Fans of film advertising rejoice! Synapse has combined the first two DVD editions of 42nd Street Fovever and some brand new selections onto a single Blu-ray, simply titled 42nd Street Forever: The Blu-ray Edition.

The idea of sitting and watching nearly four hours of film trailers may seem off-putting to some, while it is the personification of heaven to others. I sit somewhere in the middle. As a fan of cinema of every stripe, it’s interesting to see a collection of trailers for many films I have not seen and probably never will be able to.
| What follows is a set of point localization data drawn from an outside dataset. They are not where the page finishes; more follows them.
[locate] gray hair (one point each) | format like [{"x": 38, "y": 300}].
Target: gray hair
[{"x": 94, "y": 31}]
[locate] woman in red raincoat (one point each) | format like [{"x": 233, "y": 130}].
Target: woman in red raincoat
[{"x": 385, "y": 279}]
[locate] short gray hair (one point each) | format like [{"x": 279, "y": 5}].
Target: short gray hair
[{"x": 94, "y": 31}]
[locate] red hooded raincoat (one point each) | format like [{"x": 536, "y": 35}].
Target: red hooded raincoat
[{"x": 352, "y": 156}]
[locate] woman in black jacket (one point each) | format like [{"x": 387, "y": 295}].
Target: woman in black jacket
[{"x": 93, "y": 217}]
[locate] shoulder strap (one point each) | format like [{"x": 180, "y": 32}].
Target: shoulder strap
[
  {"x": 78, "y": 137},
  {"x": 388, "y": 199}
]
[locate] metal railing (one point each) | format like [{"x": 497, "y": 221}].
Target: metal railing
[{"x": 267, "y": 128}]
The collection is broken down into genre and sub genre groups. Everything from blacksploitation, sex films (some of them marketed as “educational” to get around censorship) and mondo cinema, to horror and sci-fi of the cheapest order is represented here. A few of my favorites include the outrageously titled, Honky, about young love between a while man and a black girl. The narrative voice over intones: “Two tuned in, today kids in love and in trouble!” The dryly suggestive “Teenage Mother” boasts, “It may well be the most important film you ever see.” The inanity that is Luigi Cozzi’s Star Crash is also here to ogle, with Caroline Munro wandering around looking confused.

Video wise, it’s really a mixed bag. Some of these look quite impressive in HD, where as others are so washed out and grungy that no remastering can fix the problems, and in some cases makes them look worse. But considering the wildly varying conditions of these bits of film history, the fact that they are presented at all is what’s important.
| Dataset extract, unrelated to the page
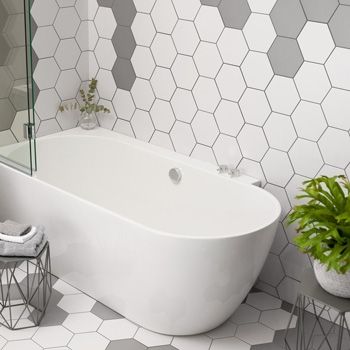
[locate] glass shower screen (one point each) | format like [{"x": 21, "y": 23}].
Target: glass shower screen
[{"x": 17, "y": 144}]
The audio does what it can, and again the quality is all over the map, but I never ran across any trouble understanding any dialogue, and the audio levels vary from trailer to trailer. The bonus features are relegated to a full-length audio commentary, covering the entire near four hour compilation, and it’s a riot. AV Maniacs’ Edwin Samuelson, Fangoria’s Michael Gingold and Temple of Schlock’s Chris Poggiali sound like they’re having a great time and it’s a fun listen.
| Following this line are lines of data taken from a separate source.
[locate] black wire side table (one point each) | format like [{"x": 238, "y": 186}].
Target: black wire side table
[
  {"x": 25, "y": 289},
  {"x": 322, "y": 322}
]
Synapse has done a great job of compiling this collection of eighty plus trailers and fans of cinema should do themselves a favor and try to find a way to check it out, if only for the education of watching these little slices of advertising. Sadly, some of these films are probably lost to time and this is the only thing that remains of them. That makes the collection even more valuable for film buffs and historians, or anyone with an interest in the rough stuff.